Rauchen am besten erst gar nicht beginnen

- Bad Arolsen (-es-). Barbie-Puppen mit Zigaretten, angekokelte Rechenmaschinen und unbeholfen mit Glimmstängel und Feuer hantierende Senioren. Diese und viele weitere ungewöhnliche Fotos zum Nachdenken zeigt die DAK in dieser und in der kommenden Woche im Foyer der Christian-Rauch-Schule.
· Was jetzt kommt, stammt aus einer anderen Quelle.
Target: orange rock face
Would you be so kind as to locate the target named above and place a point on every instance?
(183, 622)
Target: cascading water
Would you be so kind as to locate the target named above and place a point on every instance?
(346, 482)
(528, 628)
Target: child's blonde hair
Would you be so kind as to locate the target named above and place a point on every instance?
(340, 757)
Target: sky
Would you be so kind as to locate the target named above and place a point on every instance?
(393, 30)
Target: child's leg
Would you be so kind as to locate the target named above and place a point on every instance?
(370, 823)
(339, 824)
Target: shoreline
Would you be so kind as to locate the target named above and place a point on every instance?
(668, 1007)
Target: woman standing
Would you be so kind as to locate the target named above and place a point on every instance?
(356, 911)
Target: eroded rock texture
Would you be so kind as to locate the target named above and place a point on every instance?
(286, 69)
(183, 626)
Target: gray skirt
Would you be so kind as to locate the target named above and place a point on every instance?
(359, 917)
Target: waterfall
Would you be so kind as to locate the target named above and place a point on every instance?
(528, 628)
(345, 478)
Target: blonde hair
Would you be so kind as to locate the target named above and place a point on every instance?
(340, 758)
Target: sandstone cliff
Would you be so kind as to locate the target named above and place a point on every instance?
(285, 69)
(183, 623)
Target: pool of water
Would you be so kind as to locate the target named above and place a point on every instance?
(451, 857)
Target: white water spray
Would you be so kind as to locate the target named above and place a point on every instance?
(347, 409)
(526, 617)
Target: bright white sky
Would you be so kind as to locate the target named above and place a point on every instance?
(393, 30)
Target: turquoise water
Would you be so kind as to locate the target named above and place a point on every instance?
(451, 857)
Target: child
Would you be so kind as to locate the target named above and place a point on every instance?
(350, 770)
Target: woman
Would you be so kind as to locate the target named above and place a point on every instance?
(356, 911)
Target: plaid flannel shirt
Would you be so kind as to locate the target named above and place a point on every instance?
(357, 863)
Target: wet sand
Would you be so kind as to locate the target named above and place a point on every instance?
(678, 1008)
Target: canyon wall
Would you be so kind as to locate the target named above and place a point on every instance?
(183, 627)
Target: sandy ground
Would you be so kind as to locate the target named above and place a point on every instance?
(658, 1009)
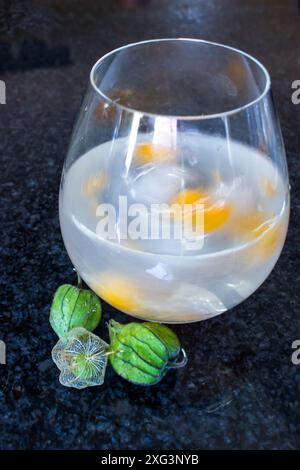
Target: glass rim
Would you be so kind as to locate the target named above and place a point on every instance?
(223, 114)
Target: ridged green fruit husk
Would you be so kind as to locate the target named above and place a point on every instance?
(142, 352)
(73, 307)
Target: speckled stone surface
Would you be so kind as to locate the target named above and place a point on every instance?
(240, 389)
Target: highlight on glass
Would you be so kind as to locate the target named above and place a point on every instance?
(184, 129)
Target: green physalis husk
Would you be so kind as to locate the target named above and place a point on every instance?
(74, 307)
(143, 352)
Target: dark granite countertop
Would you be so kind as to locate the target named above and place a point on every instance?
(240, 389)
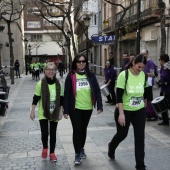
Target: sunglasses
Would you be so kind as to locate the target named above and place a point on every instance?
(81, 61)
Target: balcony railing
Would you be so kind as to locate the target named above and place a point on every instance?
(109, 24)
(131, 14)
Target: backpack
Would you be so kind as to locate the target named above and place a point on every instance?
(126, 79)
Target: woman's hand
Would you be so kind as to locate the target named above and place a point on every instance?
(32, 115)
(121, 119)
(99, 111)
(60, 115)
(66, 116)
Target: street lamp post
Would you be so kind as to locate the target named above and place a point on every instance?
(86, 24)
(29, 49)
(138, 28)
(26, 54)
(37, 51)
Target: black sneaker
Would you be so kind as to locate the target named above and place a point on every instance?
(108, 102)
(109, 154)
(82, 154)
(77, 159)
(164, 123)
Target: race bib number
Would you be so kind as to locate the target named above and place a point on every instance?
(136, 101)
(52, 106)
(82, 84)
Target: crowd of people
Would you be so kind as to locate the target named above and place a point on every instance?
(131, 91)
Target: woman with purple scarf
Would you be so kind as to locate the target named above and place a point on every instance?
(151, 70)
(164, 84)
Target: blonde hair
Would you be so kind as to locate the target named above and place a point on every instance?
(50, 64)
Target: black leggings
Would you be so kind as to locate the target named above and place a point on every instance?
(44, 133)
(37, 74)
(137, 118)
(80, 120)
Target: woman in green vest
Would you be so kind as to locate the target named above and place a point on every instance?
(49, 94)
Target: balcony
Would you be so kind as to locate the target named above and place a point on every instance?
(108, 25)
(131, 14)
(83, 45)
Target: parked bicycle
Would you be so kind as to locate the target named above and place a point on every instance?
(4, 92)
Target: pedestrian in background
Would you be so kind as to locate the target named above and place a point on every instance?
(125, 61)
(131, 57)
(37, 70)
(32, 70)
(81, 93)
(151, 70)
(17, 65)
(49, 94)
(131, 109)
(61, 68)
(164, 84)
(111, 59)
(110, 78)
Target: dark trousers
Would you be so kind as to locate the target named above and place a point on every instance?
(111, 88)
(150, 112)
(45, 132)
(61, 73)
(165, 117)
(112, 91)
(17, 73)
(37, 74)
(80, 120)
(137, 118)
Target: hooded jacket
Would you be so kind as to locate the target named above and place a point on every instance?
(70, 92)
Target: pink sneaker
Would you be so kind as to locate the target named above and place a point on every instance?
(53, 158)
(44, 153)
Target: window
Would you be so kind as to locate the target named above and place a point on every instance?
(57, 37)
(55, 21)
(36, 37)
(33, 24)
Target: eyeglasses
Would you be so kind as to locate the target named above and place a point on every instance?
(50, 70)
(81, 61)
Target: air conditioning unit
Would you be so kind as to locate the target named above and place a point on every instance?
(154, 34)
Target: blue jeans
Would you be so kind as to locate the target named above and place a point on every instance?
(80, 120)
(51, 132)
(137, 119)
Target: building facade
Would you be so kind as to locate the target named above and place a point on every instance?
(44, 41)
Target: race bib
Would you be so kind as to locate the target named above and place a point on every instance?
(82, 84)
(52, 106)
(136, 101)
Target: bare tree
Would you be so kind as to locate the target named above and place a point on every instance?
(11, 11)
(66, 10)
(161, 6)
(118, 27)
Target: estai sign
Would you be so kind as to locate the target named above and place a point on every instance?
(106, 39)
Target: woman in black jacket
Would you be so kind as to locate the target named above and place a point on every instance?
(81, 93)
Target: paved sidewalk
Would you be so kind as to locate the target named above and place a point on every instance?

Vier Minuten, 15 Sekunden – so lautet der Titel der Ausstellung und so lange dauert im Schnitt das Rauchen einer Zigarette. Die Folgen halten aber meist ein Leben lang an. Gerade junge Menschen greifen erschreckend oft zum Glimmstängel. Mit fatalen Folgen: Etwa ein Viertel der 12- bis 13-jährigen Schüler weisen kurze Zeit nach Beginn des Rauchens erste Symptome von Abhängigkeit auf. Die DAK sucht mit der Ausstellung neue Wege, um junge Menschen anzusprechen und sie für die Gefahren des Rauchens zu sensibilisieren. „Plakative Slogans und Verbote nützen meist nicht viel“, weiß Dietmar Hundt, Bezirksleiter der DAK in Kassel. „Deshalb geht unsere Ausstellung mit dem Thema kreativ und vielschichtig um. Sie soll nachdenklich machen. Sie droht nicht mit dem erhobenen Zeigefinger, sondern nähert sich dem Thema Rauchen auf künstlerische Weise.“ Für die Christian-Rauch-Schule ist die Ausstellung ein weiterer Aspekt im Rahmen des Projektes „Gesunde Schule“, das auf mehrere Jahre angelegt ist und das von Anfang an von der DAK und Studenten der Uni Lüneburg begleitet wird.